Лицо его было непроницаемо спокойно. Если он и не был согласен с этой теорией, то, во всяком случае, не возражал.

Либенштейн включил приемник в соседней комнате. Как всегда перед началом важных сообщений, Берлин передавал бравурные марши. Музыка создавала бодрое настроение.

Гудериан смотрел в окно. Один из солдат поднялся с одеяла, подошел к парте, стоявшей возле дерева, и под смех товарищей взгромоздился ногами на ее сиденье. Спустив штаны, выставил толстый зад. Гудериан отвернулся, направился к приемнику. Губы растягивала улыбка: «Эти парни все умеют делать с удобствами».

– Я распоряжусь выставить на ночь двойную охрану, – сказал Либенштейн. – Русские отступают по проселкам и южнее и севернее нас.

Генерал кивнул, с нетерпением глядя на мерцающий глазок индикаторной лампочки радиоприемника.
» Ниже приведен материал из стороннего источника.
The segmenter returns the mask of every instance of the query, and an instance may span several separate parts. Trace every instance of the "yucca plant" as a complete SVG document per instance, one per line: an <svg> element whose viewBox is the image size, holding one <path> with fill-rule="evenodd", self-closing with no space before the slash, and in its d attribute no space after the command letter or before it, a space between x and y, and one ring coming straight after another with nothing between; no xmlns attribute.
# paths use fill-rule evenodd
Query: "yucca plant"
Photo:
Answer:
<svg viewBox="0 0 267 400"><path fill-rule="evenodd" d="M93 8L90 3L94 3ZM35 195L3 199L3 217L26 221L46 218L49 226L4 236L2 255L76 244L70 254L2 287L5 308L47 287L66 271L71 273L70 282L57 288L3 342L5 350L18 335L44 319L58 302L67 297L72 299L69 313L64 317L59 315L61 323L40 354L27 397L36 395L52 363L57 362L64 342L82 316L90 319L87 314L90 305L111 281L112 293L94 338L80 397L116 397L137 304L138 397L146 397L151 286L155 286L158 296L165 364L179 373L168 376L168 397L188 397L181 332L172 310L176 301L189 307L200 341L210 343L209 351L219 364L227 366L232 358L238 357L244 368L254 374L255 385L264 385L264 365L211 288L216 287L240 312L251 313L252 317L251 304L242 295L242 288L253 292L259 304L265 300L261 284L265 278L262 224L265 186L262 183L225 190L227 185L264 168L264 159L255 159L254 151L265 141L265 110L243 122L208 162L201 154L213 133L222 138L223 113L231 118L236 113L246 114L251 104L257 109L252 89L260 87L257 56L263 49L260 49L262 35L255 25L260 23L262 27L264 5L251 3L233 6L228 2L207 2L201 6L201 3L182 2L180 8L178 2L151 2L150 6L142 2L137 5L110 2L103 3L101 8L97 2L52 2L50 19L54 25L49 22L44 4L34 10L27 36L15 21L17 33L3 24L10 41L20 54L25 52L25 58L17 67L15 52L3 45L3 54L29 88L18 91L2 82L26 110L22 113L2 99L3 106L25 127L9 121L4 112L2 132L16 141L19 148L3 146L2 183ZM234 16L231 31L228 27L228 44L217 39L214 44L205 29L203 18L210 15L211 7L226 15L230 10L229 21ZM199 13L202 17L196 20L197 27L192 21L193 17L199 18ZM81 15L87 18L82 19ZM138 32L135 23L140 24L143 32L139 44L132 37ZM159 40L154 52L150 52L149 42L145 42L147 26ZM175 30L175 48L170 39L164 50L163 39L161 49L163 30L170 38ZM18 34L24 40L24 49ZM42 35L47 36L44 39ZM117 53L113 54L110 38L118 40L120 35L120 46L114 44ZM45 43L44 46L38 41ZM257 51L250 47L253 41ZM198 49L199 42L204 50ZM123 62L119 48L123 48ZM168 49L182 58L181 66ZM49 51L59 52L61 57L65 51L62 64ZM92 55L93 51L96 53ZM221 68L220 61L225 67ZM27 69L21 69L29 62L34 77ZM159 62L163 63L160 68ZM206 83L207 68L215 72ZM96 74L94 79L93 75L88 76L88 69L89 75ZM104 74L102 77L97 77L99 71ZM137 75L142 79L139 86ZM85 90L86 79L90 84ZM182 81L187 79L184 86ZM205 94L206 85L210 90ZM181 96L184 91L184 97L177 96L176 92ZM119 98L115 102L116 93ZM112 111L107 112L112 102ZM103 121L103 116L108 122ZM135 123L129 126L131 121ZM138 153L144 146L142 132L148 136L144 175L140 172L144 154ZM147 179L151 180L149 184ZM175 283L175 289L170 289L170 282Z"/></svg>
Сегодняшнее сообщение должно было касаться группы армий «Центр». Вероятно, итоги приграничного сражения… Да, можно считать, что это сражение закончилось, хотя еще продолжались бои с остатками окруженной группировки. Там постепенно высвобождались пехотные дивизии 9-й и 4-й армий, подтягивались за танкистами. А танковые группы Гудериана и Гота вышли на рубеж рек Днепр и Западная Двина от Рогачева до Витебска. Вернее – если честно говорить наедине с собой – не вышли, а выползли, пробились, добрались с трудом, используя последний порыв.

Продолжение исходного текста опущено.